Configure cluster HA

About cluster HA

Cluster HA depends on shared storage and dynamic migration technologies to provide simple and efficient HA services for applications running on all VMs in the cluster. It reduces service interruption caused by host hardware failure. Cluster HA is applicable to scenarios that require service continuity.
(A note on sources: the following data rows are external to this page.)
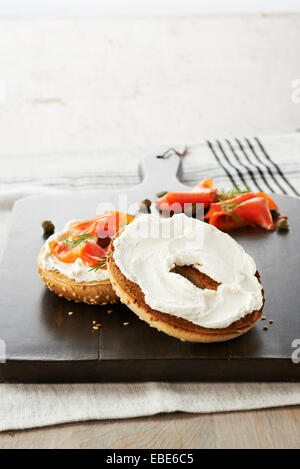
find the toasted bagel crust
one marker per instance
(131, 294)
(96, 292)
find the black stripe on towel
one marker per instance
(220, 163)
(250, 172)
(266, 166)
(240, 174)
(257, 167)
(276, 167)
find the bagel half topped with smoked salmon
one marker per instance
(186, 278)
(73, 262)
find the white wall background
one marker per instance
(88, 8)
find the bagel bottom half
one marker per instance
(93, 293)
(131, 294)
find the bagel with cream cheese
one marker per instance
(72, 263)
(185, 278)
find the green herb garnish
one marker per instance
(99, 265)
(72, 243)
(225, 195)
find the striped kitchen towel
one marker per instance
(270, 164)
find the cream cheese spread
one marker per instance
(77, 270)
(151, 246)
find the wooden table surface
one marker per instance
(267, 429)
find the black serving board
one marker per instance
(46, 344)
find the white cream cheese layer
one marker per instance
(151, 246)
(78, 270)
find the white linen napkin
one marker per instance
(268, 163)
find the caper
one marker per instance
(48, 226)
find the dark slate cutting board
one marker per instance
(45, 344)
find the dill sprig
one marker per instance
(99, 265)
(72, 243)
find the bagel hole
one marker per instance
(193, 275)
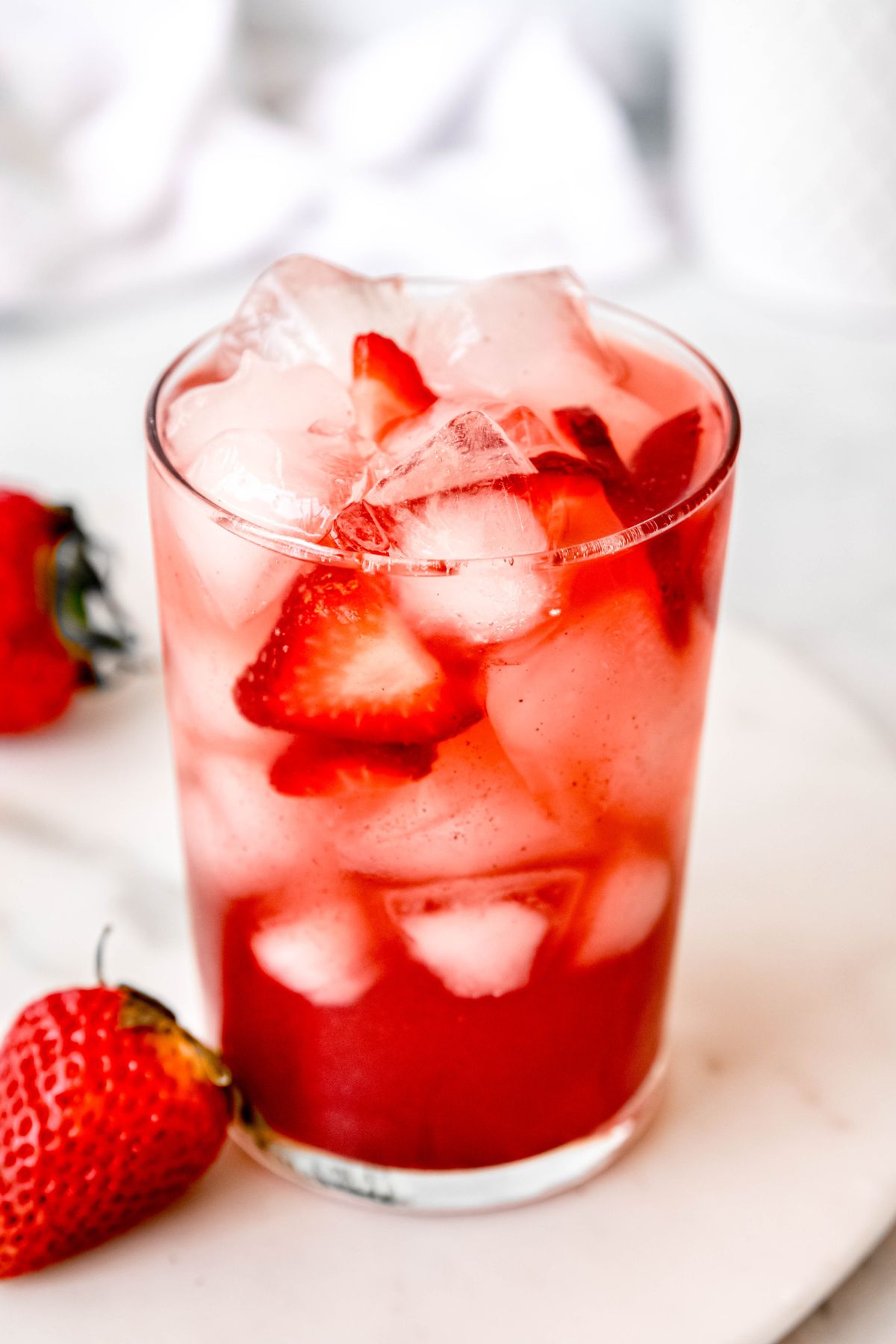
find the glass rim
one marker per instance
(623, 539)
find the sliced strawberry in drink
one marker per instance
(317, 766)
(568, 497)
(665, 461)
(341, 660)
(388, 386)
(662, 472)
(358, 529)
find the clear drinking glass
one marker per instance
(448, 992)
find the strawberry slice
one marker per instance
(358, 529)
(388, 386)
(665, 460)
(317, 766)
(341, 660)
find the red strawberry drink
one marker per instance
(438, 570)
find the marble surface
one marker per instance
(768, 1176)
(813, 561)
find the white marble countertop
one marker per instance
(813, 557)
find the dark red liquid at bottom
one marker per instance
(413, 1075)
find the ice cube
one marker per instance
(482, 604)
(304, 311)
(481, 936)
(521, 339)
(524, 428)
(414, 433)
(327, 954)
(603, 717)
(472, 815)
(242, 838)
(293, 483)
(257, 396)
(467, 450)
(623, 907)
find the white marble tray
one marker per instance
(768, 1175)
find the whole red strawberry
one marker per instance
(108, 1112)
(58, 626)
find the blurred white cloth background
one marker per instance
(465, 141)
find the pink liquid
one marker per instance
(469, 967)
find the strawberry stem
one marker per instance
(100, 954)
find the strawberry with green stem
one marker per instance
(60, 626)
(109, 1110)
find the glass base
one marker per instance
(458, 1191)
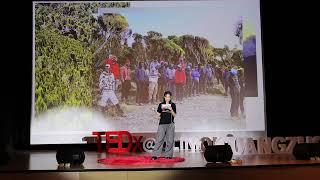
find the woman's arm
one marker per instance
(173, 110)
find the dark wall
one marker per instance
(290, 77)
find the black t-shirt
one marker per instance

After you enable HA for the cluster, Space Console monitors running state of all hosts and VMs in the cluster.

When a host fails, Space Console migrates the VMs on the host to available hosts in the cluster.

When a VM fails, Space Console restarts the VM. If the VM is restarted, Space Console does not migrate the VM. If the restart fails, Space Console migrates the VM to another host and restarts it.
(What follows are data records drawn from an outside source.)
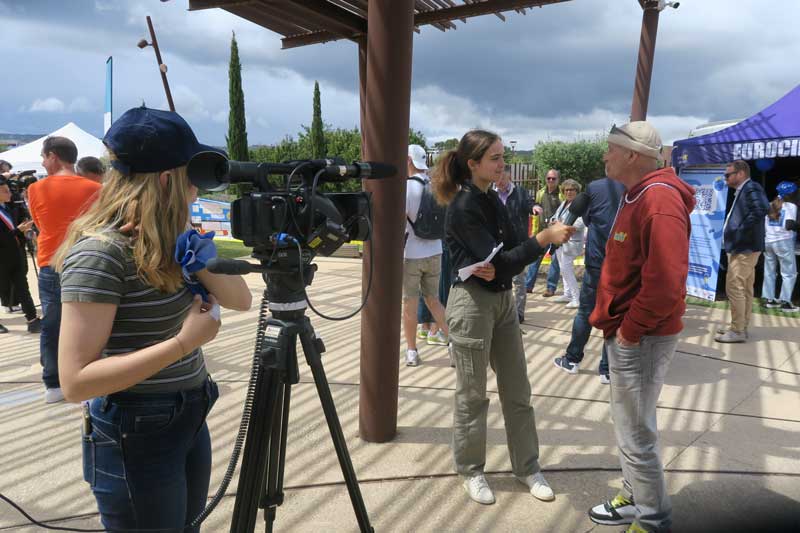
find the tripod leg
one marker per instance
(313, 357)
(272, 496)
(253, 472)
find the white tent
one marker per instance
(29, 156)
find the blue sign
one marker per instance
(212, 215)
(708, 217)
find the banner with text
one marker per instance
(705, 245)
(212, 215)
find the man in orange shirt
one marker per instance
(54, 203)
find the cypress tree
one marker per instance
(318, 150)
(237, 127)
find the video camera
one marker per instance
(298, 218)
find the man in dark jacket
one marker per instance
(14, 263)
(743, 241)
(520, 206)
(604, 196)
(640, 303)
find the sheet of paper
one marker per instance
(465, 272)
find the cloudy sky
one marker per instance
(559, 72)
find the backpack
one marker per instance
(430, 217)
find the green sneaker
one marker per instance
(618, 511)
(636, 528)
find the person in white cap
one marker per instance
(422, 263)
(640, 302)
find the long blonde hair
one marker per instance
(158, 214)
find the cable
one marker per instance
(246, 413)
(366, 295)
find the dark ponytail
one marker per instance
(451, 169)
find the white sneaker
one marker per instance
(478, 489)
(53, 395)
(538, 486)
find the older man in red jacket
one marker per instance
(640, 302)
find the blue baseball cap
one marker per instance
(152, 140)
(786, 188)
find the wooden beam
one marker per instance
(305, 39)
(334, 15)
(199, 5)
(476, 10)
(440, 16)
(265, 18)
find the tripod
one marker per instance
(261, 477)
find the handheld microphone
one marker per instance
(231, 267)
(577, 208)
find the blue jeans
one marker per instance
(148, 458)
(552, 275)
(779, 253)
(637, 375)
(581, 329)
(423, 313)
(50, 296)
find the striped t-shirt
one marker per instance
(103, 271)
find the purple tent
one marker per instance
(773, 132)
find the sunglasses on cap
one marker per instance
(615, 129)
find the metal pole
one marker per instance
(644, 67)
(161, 69)
(385, 132)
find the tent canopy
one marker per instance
(771, 133)
(29, 156)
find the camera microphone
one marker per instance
(577, 208)
(365, 170)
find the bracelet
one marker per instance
(183, 350)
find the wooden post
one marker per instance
(384, 127)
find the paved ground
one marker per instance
(729, 419)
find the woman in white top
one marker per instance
(781, 224)
(568, 251)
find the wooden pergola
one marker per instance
(383, 31)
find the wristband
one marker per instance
(183, 349)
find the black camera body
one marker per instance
(287, 227)
(258, 217)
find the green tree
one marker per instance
(317, 134)
(581, 160)
(237, 127)
(417, 137)
(236, 139)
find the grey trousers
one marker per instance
(520, 294)
(484, 331)
(637, 374)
When the network between a host and the shared storage fails, Space Console migrates the VMs on the host to available hosts in the cluster.

Cluster HA has the following features:

Automatically monitors running state of hosts and VMs and migrates a failed VM or VMs on a failed host to other hosts in the cluster.

Reserves enough resources for VMs to restart if hosts fail.

Automatically migrates VMs between hosts to ensure service continuity in case of hardware failure.

Automatically selects suitable hosts for VMs on a failed host based on the resource usage if you enable both HA and DRS for the cluster.

Application scenarios

Enable HA cluster to ensure continuity of services in case of failure and to automate maintenance in a virtualization environment.

Prerequisites

Configure an NTP server as described in "Configure time settings" for heartbeat packets to carry the same time within an HA-enabled cluster.

Restrictions and guidelines

All hosts in an HA-enabled cluster must have the same virtual switch configuration, including virtual switch quantity, name, and forwarding mode.

To ensure that VMs in an HA-enabled cluster can migrate between hosts in the cluster, make sure the image files of all VMs in the cluster are saved in the shared storage. As a best practice, do not enable HA or DRS if the VMs use the local storage.

In an HA-enabled cluster, all hosts must use CPUs from the same manufacturer. Clusters containing hosts that use CPUs of the same model from the same manufacturer can provide better migration compatibility.

In an HA-enabled cluster, make sure all hosts use the same NUMA architecture as a best practice. For VMs bound with physical CPUs, make sure the source host and destination host have exactly the same NUMA architecture in a inter-host VM migration. If the hosts have different NUMA architectures, the migration operation might fail or the VM performance might be affected.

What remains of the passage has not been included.